A procuradora do trabalho Patrícia Blanc Gaidex conta que o Evangélico conseguiu certidão negativa na Receita Federal por ter aderido ao ProSus, que objetiva o reestruturamento das entidades hospitalares filantrópicas, beneficiando-as com a adesão e remissão de dívidas tributárias federais vencidas. Por isso, emendas parlamentares de anos anteriores que estavam proibidas de serem sacadas nas contas bancárias podem voltar a ser utilizadas. Duas dessas emendas, inclusive, já foram utilizadas para compra de equipamentos de endoscopia e monitores de UTI. O montante dessas dívidas era de R$ 170 milhões.

Salários e honorários

O interventor Carlos Motta afirma que os salários e honorários médicos estão quase regularizados.
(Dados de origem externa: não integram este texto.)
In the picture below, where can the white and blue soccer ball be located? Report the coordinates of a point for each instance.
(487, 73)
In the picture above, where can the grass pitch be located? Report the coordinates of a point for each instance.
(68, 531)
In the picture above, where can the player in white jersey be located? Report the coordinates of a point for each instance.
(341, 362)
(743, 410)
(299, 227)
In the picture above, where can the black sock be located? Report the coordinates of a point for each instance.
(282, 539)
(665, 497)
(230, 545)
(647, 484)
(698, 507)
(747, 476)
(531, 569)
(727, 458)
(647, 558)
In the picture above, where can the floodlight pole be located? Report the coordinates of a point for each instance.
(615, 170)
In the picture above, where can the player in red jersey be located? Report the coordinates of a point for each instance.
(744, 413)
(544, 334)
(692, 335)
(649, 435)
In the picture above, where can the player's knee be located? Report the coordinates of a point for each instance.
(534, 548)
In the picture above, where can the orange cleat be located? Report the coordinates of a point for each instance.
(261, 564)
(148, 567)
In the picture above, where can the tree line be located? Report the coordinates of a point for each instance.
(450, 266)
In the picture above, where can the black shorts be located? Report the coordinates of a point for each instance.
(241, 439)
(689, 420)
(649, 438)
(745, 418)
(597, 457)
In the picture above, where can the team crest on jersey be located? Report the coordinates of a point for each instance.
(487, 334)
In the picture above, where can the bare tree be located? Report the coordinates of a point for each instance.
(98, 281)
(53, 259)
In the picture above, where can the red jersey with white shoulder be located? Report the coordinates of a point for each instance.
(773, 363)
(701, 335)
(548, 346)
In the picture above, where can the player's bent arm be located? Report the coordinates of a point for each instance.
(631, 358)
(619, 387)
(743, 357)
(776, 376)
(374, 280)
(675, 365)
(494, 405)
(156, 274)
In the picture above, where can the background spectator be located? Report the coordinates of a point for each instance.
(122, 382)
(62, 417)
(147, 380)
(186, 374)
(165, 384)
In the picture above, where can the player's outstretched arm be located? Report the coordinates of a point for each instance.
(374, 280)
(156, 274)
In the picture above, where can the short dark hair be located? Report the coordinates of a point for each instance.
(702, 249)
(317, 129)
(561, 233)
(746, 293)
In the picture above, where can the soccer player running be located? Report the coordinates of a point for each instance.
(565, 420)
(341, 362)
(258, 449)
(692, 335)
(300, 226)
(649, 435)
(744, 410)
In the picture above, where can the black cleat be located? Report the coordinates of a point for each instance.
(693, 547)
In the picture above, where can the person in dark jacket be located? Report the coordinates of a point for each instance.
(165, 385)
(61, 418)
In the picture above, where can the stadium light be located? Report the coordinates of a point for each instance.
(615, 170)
Isso porque o pagamento que deveria ser efetuado no 5.º dia útil está ocorrendo perto do 20.º dia útil. “Mas não há mais atrasos mensais que é o que ocorriam”, afirma. O diretor clínico Gilberto Pascolat confirma que os honorários médicos estão “quase em dia” desde outubro do ano passado.

Atendimentos públicos

O interventor Carlos Motta e o diretor técnico do hospital, Maurus Serpe, destacam que mesmo diante de dificuldades administrativas o Evangélico superou das metas contratualizadas com a Secretaria Municipal de Saúde para atendimentos e procedimentos médicos. Antes da intervenção, o Evangélico não conseguia atingir 80% da meta, patamar mínimo para receber integralmente os recursos do SUS. “Hoje, a produtividade atingiu 120% da meta. Isso se deve a recuperação da confiança de todo quadro clínico e funcional”, afirma Serpe. Cerca de 370 médicos e 1,7 mil funcionários atuam na instituição. Dos 439 leitos ativos, 373 são ocupados por pacientes do SUS.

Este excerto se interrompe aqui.